Kevin Max – Romeo Drive
KMax continues to demonstrate how darn prolific he is by turning out not one, but two heavily 80s-influenced albums in the span of a single year. This one is a collaboration with “synth wizard” (Kevin’s words, not mine) Service Unicorn, which really seems like more of an expanded EP due to it having only 9 tracks, 2 of which are poems and one of which is a cover of Joy Division’s “Love Will Tear Us Apart”. But it’s probably the most directly conceptual release he’s put out in a while – while previous  albums such as Cotes d’Armor and Playing Games with the Shadow may have been vaguely about some sort of a dystopian future (and this album may well be a continuation of those stories, as hinted at in a few of the lyrics), this one establishes right away that he’s playing the role of a robot or android who seems to have been designed as a romantic companion, and who has somehow gained sentience. It’s an interesting thematic hook for the album, which unfortunately falls a bit flat due to a number of the choruses being on the repetitive side and the synths not doing much of anything all that unusual. (I’m kind of suffering from 80s revival overload at this point.) The chosen genre at least fits the story well, and it makes sense that Kevin’s delivery is quite “robotic” in a few places… but I’m not gonna lie, the overuse of Autotune to sell this point gets old fast. It doesn’t feel like it comes to much of a conclusion, either – this could very well be yet another “Side A” for a project that Kevin didn’t have the funds to complete, and that sadly will probably not generate the level of fan interest he’s hoping for in order to justify seeing the rest of it through.

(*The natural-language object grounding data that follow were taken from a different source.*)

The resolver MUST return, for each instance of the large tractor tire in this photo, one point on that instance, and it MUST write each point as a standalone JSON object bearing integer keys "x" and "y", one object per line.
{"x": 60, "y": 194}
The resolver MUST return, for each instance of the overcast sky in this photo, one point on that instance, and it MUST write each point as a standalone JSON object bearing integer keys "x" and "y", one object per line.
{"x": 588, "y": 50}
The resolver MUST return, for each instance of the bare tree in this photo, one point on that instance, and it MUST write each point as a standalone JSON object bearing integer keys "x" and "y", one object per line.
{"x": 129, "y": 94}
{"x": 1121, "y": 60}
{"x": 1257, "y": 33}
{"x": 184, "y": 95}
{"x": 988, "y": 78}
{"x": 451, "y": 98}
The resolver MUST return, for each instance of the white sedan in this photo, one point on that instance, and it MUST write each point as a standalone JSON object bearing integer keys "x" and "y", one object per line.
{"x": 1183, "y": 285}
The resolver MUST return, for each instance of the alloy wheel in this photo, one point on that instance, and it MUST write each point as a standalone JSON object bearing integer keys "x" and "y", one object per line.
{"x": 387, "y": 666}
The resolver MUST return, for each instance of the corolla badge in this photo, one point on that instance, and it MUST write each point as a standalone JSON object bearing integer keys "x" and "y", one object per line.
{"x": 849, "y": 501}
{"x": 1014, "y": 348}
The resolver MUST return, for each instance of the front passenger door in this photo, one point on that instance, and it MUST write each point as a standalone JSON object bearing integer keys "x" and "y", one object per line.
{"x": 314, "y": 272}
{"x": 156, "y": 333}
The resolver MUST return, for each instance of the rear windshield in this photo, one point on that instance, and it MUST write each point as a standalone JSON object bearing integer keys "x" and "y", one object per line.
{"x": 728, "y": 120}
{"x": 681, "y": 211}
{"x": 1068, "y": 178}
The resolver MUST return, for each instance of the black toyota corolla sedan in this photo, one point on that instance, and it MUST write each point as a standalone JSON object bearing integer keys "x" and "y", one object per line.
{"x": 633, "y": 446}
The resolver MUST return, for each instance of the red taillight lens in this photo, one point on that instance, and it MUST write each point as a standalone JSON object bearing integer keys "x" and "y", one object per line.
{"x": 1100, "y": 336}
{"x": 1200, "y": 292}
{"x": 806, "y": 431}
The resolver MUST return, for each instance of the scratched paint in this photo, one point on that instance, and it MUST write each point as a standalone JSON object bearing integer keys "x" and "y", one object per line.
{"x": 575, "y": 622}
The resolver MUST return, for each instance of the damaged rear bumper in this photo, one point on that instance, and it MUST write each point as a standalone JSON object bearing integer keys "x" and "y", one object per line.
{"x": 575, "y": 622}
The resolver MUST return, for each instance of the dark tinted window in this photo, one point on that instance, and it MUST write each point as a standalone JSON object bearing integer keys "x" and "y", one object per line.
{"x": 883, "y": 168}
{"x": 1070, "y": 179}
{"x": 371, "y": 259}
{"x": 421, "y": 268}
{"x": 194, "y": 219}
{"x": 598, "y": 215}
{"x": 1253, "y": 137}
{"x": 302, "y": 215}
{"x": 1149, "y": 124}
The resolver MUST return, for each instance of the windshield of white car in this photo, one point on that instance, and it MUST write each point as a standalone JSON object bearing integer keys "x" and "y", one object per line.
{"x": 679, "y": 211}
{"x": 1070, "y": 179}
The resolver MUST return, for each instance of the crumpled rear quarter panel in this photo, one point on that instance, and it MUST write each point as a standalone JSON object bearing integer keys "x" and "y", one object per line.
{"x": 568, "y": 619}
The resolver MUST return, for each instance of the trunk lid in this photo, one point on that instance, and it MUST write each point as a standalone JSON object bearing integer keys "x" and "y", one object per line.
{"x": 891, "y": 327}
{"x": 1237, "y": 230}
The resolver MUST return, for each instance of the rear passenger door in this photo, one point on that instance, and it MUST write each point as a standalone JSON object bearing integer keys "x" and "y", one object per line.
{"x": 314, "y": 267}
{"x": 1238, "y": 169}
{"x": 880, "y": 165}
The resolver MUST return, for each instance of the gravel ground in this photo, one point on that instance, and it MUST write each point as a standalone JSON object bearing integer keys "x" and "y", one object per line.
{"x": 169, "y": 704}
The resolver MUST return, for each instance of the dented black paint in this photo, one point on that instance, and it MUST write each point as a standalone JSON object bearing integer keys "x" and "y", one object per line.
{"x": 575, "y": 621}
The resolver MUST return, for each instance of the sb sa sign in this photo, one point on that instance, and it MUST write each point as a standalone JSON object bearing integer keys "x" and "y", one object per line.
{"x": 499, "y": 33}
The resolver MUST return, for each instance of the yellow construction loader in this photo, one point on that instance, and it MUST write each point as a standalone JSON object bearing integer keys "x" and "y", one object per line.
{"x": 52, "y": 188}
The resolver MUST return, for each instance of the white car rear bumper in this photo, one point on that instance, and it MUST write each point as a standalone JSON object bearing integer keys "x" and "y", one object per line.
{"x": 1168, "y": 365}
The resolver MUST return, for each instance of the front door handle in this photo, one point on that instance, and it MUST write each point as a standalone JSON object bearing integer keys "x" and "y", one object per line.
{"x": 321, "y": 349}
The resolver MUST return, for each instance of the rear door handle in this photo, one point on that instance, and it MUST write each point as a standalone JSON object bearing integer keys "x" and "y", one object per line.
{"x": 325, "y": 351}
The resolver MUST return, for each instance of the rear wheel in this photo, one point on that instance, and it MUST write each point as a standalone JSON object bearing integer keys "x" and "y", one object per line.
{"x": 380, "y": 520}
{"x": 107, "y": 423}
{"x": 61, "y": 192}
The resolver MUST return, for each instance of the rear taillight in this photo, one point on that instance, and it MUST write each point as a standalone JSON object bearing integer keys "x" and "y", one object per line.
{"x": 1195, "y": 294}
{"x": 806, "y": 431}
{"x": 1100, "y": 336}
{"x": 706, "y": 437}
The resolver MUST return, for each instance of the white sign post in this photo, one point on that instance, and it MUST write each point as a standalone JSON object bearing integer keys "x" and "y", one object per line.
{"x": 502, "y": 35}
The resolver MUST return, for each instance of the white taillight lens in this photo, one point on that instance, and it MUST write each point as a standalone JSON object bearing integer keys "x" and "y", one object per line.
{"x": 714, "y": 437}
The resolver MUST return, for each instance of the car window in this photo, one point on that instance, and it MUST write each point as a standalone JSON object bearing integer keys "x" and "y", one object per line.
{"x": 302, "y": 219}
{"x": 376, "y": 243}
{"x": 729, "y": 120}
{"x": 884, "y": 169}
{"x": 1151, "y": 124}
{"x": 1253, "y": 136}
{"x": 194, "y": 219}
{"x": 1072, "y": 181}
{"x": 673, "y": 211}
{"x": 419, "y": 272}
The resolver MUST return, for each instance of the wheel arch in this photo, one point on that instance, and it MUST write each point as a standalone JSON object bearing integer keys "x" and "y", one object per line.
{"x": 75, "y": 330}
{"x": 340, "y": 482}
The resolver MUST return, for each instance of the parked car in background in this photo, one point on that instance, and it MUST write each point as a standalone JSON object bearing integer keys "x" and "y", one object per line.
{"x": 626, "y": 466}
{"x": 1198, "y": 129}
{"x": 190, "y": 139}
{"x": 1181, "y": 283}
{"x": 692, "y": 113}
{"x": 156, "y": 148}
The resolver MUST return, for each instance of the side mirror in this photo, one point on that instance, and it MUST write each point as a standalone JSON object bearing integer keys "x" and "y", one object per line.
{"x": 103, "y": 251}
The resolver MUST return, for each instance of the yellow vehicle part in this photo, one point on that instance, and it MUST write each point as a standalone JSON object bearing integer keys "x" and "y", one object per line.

My Brightest Diamond – A Million and One
This is Shara Nova’s first full-length release following a divorce and a name change, and in many ways it seems to be a defiant “I am woman, hear me roar” sort of record establishing newfound independence for an artist who was already pretty determined to forge her own path. Stylistically, this seems like a logical progression from 2014’s This Is My Hand in the sense that it pushes her music in even more of an electronic direction, though I miss the woodwinds and marching bands and other bits of classical instrumentation that made that record such a fascinating synthesis of ideas. This one might be even more experimental and all-over-the-place – it’s certainly been tough to see the bigger picture behind it on my first few trips through its 10 tracks, and if you’re looking for more straight-ahead bangers like the early single “Champagne”, you’re probably going to be disappointed. (The tough guitars in the first half of “You Wanna See My Teeth” might sort of qualify, as well as the provocative “White Noise”, which is confusingly placed at the end of the album.) But I do appreciate how the songs swing wildly back and forth between defiant, even physically confrontational statements of inner strength, and low-key, vulnerable, I-messed-up-and-I-miss-being-in-love ballads. Befitting her chosen stage name, My Brightest Diamond continues to demonstrate that she is a multifaceted artist who refuses to be dismissively classified by others.